Feeding Fry: Start feeding freshly hatched baby brine shrimp around three days free swimming, using a brine shrimp hatchery to ensure a continuous supply. Feed frequently (e.g., 4 times a day).
Water Changes (with Fry): Continue frequent water changes (50% daily minimum, 80% twice daily is better) during the fry stage to maintain pristine conditions and prevent disease. Some sources suggest avoiding water changes with fresh eggs or wigglers.
Transitioning to Solid Foods: Gradually transition fry to finely ground foods like micro pellets, flakes, and frozen bloodworms once they show interest in the parents’ food (around 2 weeks) and start eating on their own.
Separating Fry: Separate the fry from the parents once they are readily eating solid foods, typically around three to four weeks.

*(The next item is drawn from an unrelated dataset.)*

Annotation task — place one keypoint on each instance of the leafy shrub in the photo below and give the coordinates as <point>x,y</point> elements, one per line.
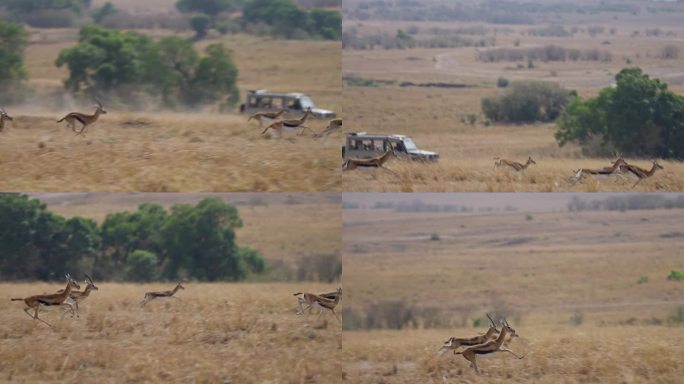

Culling: Cull any fry with deformities or poor growth to maintain the quality of your stock.
Key considerations
Patience: Discus breeding requires a significant amount of patience, as success can take time.
Cleanliness: Maintaining a pristine environment with excellent water quality is paramount.
Stress Reduction: Discus prefer a quiet, low-stress environment for breeding.
Parental Care: Discus are excellent parents, providing essential nourishment to the fry through a slime coat.
Learn Your Water: Understand the specific parameters of your tap water and how to adjust them for breeding success.
Breeding discus can be challenging, but following these steps and maintaining a consistent, high-quality environment can significantly increase your chances of success.